Während der ersten Corona-Welle steckte ich in der Recherche zu meinem Buch und hörte beim Schreiben oft Musik des Detroiter Produzenten Alone: „Has God Left This City?“. Dessen Tracktitel „7601 12th St.“ ist eine Adresse in Detroit; ich schaute sie nach und erkannte, dass dort ein Gebäude in einem schwarzen Viertel nahe dem Ford-Krankenhaus steht. In einem Zeitungsartikel über das Krankenhaus ging es um seine dramatische Situation, die schlechte medizinische Ausstattung, Personalmangel und die Anwendung der Triage. Zeitgleich stürmten weiße Anti-Lockdown-Protestler das Regierungsgebäude in Michigans Hauptstadt Lansing. Reicht das als Antwort?

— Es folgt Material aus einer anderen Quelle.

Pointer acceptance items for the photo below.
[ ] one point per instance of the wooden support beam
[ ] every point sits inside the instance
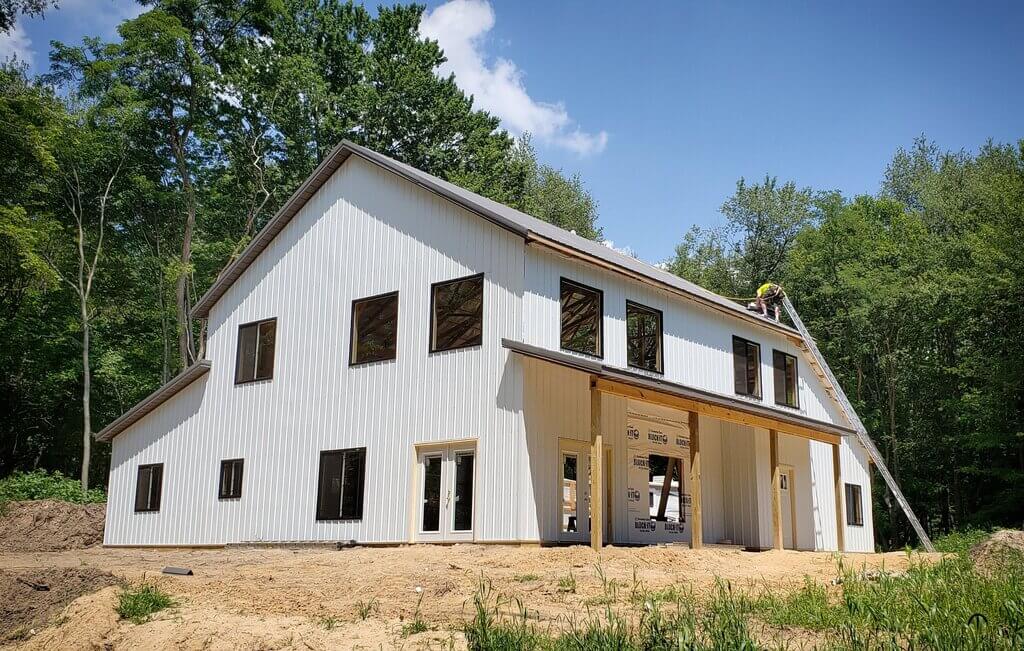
(713, 410)
(776, 491)
(696, 524)
(596, 471)
(840, 495)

Ein Titel Ihres Albums heißt „American Marxists Have Tended to Fall into the Trap of Thinking of the Negroes as ­Negroes, i. e. in Race Terms, When in Fact the Negroes Have Been and are Today the Most Oppressed and Submerged Sections of the Workers …“ Ist das ein Zitat?

Dieser Track wird gerne ignoriert, wenn über mein Album gesprochen wird. Ich glaube, genau aus der Voreingenommenheit, die darin angesprochen wird. Er zitiert den Aktivisten und Kybernetiker James Boggs, der aus Alabama nach Detroit kam und in der Autoindustrie arbeitete. Er schrieb 1963 diesen Satz, weil er sah, dass die Automation industrieller Arbeit überproportional stark ebenjene schwarze Arbeiterklasse traf.

Und warum liegen Linke hier daneben?

Weiße Amerikaner*innen und Europäer*innen wollen keine Verantwortung dafür übernehmen, was Schwarzen angetan wurde. Stattdessen verstecken sie sich hinter Analysen abstrakter Zahlen und Indikatoren. Während Schwarze immer weiter unterdrückt werden, unternehmen weiße Ame­ri­ka­ne­r*in­nen nichts dagegen, dass sich das ändern könnte – und verheddern sich lieber in Kämpfen zwischen politischen Lagern. Das war früher so und ist immer noch der Fall.